Convict's mother warns Brampton
'He will kill': Man who aspires to be Bernardo will live in Peel Region: police

Allan Woods

National Post

June 24, 2004

Martin Ferrier

The mother of a Brampton psychopath who aspires to be like Paul Bernardo is warning Peel residents her son will kill upon his July 7 release so he can spend the rest of his life in prison.

"He's going to do something horrendous," Judy Perry, mother of Martin Ferrier, said in an interview with the National Post last night.

Ferrier has spent 15 of the last 17 years behind bars. He has 63 convictions, including six for rape. He once told a doctor he wanted to become "the most prolific killer in Canada, perhaps North America."

Peel police issued a public warning yesterday that Ferrier will live "in the Peel community" upon his release next month.

"Every time he does something, it gets a little bit more serious," Ms. Perry said in a telephone interview from her Northern Ontario home. "Even if he doesn't come up here and kill me, he's going to kill somebody, some innocent Joe Blow in Brampton."

In 2002, Ferrier, 31, was sentenced to two years in the Warkworth Institution in Campbellford for verbally threatening his brother-in-law during a court hearing.

He has also been convicted of arson and the rape of an ex-girlfriend that saw him return afterward and try to burn the woman and her two children to death.

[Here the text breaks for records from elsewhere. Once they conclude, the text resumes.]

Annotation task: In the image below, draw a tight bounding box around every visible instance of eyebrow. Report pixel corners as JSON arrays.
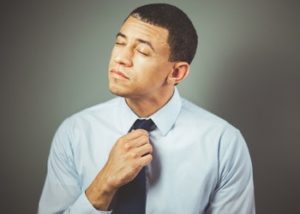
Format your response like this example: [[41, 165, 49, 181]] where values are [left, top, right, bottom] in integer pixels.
[[116, 32, 155, 52]]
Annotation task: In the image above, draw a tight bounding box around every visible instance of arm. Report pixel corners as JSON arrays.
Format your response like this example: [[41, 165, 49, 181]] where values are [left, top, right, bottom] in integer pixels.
[[38, 120, 152, 214], [206, 129, 255, 214], [38, 120, 110, 214]]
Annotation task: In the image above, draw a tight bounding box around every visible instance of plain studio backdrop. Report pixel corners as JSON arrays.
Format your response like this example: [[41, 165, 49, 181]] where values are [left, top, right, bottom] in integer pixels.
[[0, 0, 300, 214]]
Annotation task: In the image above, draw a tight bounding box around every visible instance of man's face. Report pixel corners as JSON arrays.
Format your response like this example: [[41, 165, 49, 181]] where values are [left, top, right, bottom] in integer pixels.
[[108, 17, 174, 98]]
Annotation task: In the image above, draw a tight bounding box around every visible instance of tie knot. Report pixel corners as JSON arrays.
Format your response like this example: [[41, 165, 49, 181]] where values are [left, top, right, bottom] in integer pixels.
[[130, 119, 156, 132]]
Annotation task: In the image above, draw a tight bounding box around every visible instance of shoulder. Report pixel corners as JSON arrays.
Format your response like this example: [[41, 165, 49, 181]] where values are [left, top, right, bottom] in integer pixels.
[[178, 98, 243, 144], [55, 97, 121, 139], [181, 98, 234, 128]]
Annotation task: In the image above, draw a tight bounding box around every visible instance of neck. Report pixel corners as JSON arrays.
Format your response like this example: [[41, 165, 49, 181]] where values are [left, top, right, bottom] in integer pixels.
[[125, 89, 174, 117]]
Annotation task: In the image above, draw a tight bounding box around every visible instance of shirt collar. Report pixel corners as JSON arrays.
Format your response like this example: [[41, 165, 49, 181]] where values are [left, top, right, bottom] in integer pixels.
[[118, 88, 182, 136]]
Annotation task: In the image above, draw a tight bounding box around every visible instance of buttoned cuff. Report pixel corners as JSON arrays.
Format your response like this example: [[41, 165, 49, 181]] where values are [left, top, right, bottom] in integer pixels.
[[71, 192, 112, 214]]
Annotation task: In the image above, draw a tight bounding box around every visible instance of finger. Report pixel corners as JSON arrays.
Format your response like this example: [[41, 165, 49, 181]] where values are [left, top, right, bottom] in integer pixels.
[[131, 143, 153, 158], [139, 154, 153, 167], [124, 129, 149, 140]]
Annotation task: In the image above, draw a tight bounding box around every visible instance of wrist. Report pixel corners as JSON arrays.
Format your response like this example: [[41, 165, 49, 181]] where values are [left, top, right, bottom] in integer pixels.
[[85, 176, 116, 211]]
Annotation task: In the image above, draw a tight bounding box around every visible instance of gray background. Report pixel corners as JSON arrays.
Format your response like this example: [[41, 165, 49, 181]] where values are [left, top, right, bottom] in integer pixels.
[[0, 0, 300, 214]]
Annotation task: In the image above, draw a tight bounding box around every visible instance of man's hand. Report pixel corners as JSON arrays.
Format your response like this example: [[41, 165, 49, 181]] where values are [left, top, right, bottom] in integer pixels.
[[86, 129, 153, 210]]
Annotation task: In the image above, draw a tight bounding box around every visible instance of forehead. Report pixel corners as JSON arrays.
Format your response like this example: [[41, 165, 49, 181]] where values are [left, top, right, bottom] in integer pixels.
[[120, 16, 169, 45]]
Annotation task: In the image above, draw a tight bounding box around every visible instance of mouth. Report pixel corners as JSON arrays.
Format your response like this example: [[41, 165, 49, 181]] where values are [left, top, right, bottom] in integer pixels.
[[110, 69, 129, 80]]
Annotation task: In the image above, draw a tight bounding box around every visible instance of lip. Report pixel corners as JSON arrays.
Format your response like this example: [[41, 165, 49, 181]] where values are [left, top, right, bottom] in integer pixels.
[[110, 69, 129, 80]]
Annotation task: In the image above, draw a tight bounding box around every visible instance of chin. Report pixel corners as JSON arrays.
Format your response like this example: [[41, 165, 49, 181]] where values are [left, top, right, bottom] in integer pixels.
[[109, 85, 127, 97]]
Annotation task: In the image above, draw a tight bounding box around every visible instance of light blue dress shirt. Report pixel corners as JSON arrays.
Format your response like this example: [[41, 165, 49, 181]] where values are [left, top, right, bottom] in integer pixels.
[[38, 89, 255, 214]]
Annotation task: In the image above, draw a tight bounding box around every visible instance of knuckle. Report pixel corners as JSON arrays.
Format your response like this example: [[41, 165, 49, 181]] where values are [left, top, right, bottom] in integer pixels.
[[124, 142, 131, 151], [129, 152, 137, 158]]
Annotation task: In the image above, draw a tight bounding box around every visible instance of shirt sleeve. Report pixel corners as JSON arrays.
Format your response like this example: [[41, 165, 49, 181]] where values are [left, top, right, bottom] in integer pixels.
[[206, 128, 255, 214], [38, 120, 111, 214]]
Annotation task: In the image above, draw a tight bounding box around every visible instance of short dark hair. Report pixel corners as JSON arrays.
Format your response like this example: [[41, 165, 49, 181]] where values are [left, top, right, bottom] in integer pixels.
[[126, 3, 198, 64]]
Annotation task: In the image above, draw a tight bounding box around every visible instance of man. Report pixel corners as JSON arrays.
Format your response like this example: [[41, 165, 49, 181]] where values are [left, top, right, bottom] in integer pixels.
[[39, 4, 255, 214]]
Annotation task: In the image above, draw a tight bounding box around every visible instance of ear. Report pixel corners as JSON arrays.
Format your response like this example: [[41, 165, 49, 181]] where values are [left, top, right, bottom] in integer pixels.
[[168, 62, 190, 85]]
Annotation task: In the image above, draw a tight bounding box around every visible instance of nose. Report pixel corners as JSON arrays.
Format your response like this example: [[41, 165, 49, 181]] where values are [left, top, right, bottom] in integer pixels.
[[114, 47, 133, 67]]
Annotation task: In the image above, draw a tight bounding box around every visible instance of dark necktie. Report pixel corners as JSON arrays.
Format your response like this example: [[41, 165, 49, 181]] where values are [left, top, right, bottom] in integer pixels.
[[113, 119, 156, 214]]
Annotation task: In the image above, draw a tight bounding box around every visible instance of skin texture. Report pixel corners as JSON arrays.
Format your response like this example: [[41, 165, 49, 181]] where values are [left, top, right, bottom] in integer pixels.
[[86, 17, 189, 210]]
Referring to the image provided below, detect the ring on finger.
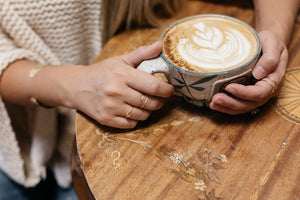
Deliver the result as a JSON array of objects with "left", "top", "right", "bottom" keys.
[
  {"left": 262, "top": 77, "right": 278, "bottom": 94},
  {"left": 125, "top": 107, "right": 133, "bottom": 119},
  {"left": 140, "top": 95, "right": 149, "bottom": 109}
]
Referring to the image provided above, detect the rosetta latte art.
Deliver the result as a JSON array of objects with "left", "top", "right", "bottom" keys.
[{"left": 178, "top": 22, "right": 252, "bottom": 69}]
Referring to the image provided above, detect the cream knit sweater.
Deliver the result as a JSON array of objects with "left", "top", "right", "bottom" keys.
[{"left": 0, "top": 0, "right": 103, "bottom": 187}]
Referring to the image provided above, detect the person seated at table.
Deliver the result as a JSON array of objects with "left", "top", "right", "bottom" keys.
[{"left": 0, "top": 0, "right": 299, "bottom": 200}]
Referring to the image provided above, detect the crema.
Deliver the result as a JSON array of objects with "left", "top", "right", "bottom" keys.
[{"left": 163, "top": 15, "right": 259, "bottom": 73}]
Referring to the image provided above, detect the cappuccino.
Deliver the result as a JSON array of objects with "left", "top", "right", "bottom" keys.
[{"left": 162, "top": 15, "right": 259, "bottom": 73}]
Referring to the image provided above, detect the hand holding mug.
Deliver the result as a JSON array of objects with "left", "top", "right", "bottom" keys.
[
  {"left": 65, "top": 42, "right": 173, "bottom": 128},
  {"left": 210, "top": 31, "right": 288, "bottom": 114}
]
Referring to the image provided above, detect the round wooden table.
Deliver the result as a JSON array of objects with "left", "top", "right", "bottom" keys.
[{"left": 74, "top": 1, "right": 300, "bottom": 200}]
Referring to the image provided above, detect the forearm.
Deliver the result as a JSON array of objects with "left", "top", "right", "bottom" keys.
[
  {"left": 254, "top": 0, "right": 300, "bottom": 45},
  {"left": 0, "top": 60, "right": 82, "bottom": 106}
]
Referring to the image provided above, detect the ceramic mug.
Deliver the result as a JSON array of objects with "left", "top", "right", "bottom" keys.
[{"left": 138, "top": 14, "right": 261, "bottom": 106}]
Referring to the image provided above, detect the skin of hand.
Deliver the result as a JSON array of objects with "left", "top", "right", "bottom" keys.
[
  {"left": 210, "top": 31, "right": 288, "bottom": 114},
  {"left": 60, "top": 42, "right": 174, "bottom": 128},
  {"left": 209, "top": 0, "right": 300, "bottom": 114}
]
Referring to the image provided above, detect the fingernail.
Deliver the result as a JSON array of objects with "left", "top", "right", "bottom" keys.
[{"left": 253, "top": 66, "right": 266, "bottom": 79}]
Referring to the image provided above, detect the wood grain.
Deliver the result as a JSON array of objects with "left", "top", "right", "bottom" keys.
[{"left": 76, "top": 1, "right": 300, "bottom": 200}]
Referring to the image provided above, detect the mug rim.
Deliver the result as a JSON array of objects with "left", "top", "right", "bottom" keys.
[{"left": 159, "top": 14, "right": 261, "bottom": 76}]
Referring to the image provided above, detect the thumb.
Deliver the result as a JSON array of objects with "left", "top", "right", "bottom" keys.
[
  {"left": 122, "top": 41, "right": 162, "bottom": 67},
  {"left": 252, "top": 32, "right": 283, "bottom": 80}
]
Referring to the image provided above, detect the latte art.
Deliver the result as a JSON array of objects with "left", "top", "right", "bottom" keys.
[{"left": 163, "top": 16, "right": 258, "bottom": 72}]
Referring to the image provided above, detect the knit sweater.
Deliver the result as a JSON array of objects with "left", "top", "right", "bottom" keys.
[{"left": 0, "top": 0, "right": 103, "bottom": 187}]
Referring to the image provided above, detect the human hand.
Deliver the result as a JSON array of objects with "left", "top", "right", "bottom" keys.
[
  {"left": 210, "top": 30, "right": 288, "bottom": 114},
  {"left": 64, "top": 42, "right": 174, "bottom": 128}
]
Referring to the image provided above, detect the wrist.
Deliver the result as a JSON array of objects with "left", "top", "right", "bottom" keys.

Though his current sentence has expired, police are asking a judge to order Ferrier to sign a contract limiting his freedom. In an interview with CanWest News Service published yesterday, Ferrier said he would sign that contract.

"He won't be going to a halfway house because they won't have him there," Ms. Perry said. "One of his friends from inside ... has a wife and the wife has a house in Brampton. She is going to rent him a room or an apartment in her house."

The court order Ferrier agreed to sign makes him adhere to a midnight curfew and report to police every other day, Ms. Perry said. He must also have a job within seven days of his release, she added.

"He wants to come out of there to be a bouncer or work in a strip club because that's all he can do. He has no other practical experience," she said of her son, whose education ended at Grade 9.

Ferrier has been branded an "incurable psychopath" by prison doctors.

"He wants to be as notorious as Paul Bernardo. He thinks it's the greatest thing. He's thinks [Paul Bernardo] has got a nice cell, he's got a computer and a colour TV," she said.

The reality, Ms. Perry said, is that Ferrier cannot exist outside prison and has no contacts that are not criminal. She said he once bragged about making the "lifers" basketball team while in prison.

This year, he threatened to order an attack on her by associates with the Hells Angels.

Ms. Perry has been lobbying, unsuccessfully, for legislative changes that would see her son and other notorious criminals like him declared dangerous offenders.

So far, all of Ferrier's convictions have landed him relatively light sentences and he has been able to avoid the extra restrictions that accompany a dangerous offender status.

"I don't believe in three strikes you're out, but I believe in 63 strikes and you're out," Ms. Perry said.

What is worse, she said, is that he enjoys the publicity that comes with his criminality, once telephoning her when his case was profiled on the CTV program W5.

"I was not afraid of him, but with all this publicity, now I am," she said. "If he had gotten out six months ago and killed his mother, that wouldn't have been a big story. Now with all the publicity, killing his mother would be a big story."

Constable Kathy Gagnon, a spokeswoman with Peel police, said the force does not know where exactly Ferrier will reside when he is released, but officials wanted to get what little information they have out to the public as soon as possible.

Noel Catney, Peel's Police Chief, will be issuing a community safety alert "when and if" Ferrier is released, Const. Gagnon said.

"Any time there is a safety alert for the public about anybody who has shown a [criminal] history and is deemed as a high risk to re-offend, when it happens, if it happens, we'll put out more information," she said.

Peel Region dealt with a murder scandal last year after it emerged that Douglas Donald Moore, a 36-year-old convicted pedophile, was the prime suspect in the deaths of three young Mississauga men.

Moore, who hanged himself in jail, had been living in a Mississauga community where neighbours were unaware of his criminal past and the danger he might present to the community.

Harpal Singh Grewal, the uncle of 22-year-old Robert Grewal, said he was glad police are acting early to alert the community to Ferrier's release.

"I would say I am definitely of the opinion that if those indicators had been there [with Moore], lives could have been saved," he said.